ML models like random forest and gradient boosting trees are significantly more accurate in predicting charges compared to traditional logistic regression. Specifically, the random forest algorithm effectively identifies key factors influencing total charges and produces the highest AUC with the shortest confidence intervals, demonstrating its robust charge predictions. This capability is valuable for optimizing resource allocation and enhancing decision-making in healthcare. The utility of these models has been extensively addressed in the literature, with studies consistently showing their superior performance compared to traditional methods. A systematic review conducted by Senders et al. evaluated the capability of ML models to serve as prediction tools for various neurosurgical outcomes and found them exceptionally accurate and reliable, significantly outperforming traditional methods. ²⁸ Similarly, a study by Merali et al. identified random forest as the best predictive model for outcomes after degenerative cervical myelopathy surgery, showcasing its potential in forecasting surgical outcomes and guiding clinical decision-making. ²⁹ These findings underscore the transformative potential of ML models, particularly random forest, in advancing healthcare charge prediction and management.

This study on single-level lumbar arthrodesis and its charge implications has several limitations. The retrospective nature of the NIS database introduces potential biases and limits granularity, affecting patient-specific insights. Machine learning models, while powerful, can overfit and are dependent on data quality; errors in data entry or coding can impact predictions. Despite a large sample size, potential selection bias remains due to the inclusion and exclusion criteria applied. Additionally, the focus on hospital size, region, and patient-specific factors may overlook other influential factors like surgical techniques, surgeon experience, and postoperative care. The analysis assumes comprehensive data capture, which may not always be accurate, leading to potential misestimation of prevalence and charges. The findings are specific to the NIS settings and populations, limiting generalizability to other regions or contexts. Moreover, while our machine learning models were rigorously validated, their predictive accuracy may vary when applied in different clinical settings or populations.
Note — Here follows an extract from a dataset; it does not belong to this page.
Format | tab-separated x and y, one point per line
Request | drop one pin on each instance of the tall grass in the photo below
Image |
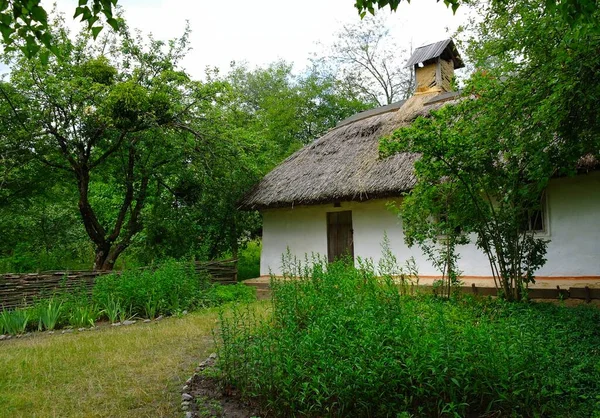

Further external validation is warranted to confirm their generalizability and support broader clinical adoption. While valuable, these insights should be interpreted with caution and contribute to a broader discussion on cost management and procedural choices in spine surgery.

Conclusions

Understanding drivers of charges for single-level lumbar arthrodesis is crucial for developing targeted strategies to manage expenses, improve patient outcomes, and ensure the sustainability of high-quality care. This study identified significant influences on charges, including hospital characteristics, regional factors, and patient-specific variables, with machine learning models like random forest demonstrating superior predictive accuracy. By leveraging these advanced analytical tools, healthcare providers can optimize resource allocation and enhance clinical decision-making. Future research should continue to explore these charge dynamics to further refine cost-management strategies and improve care for patients undergoing this procedure.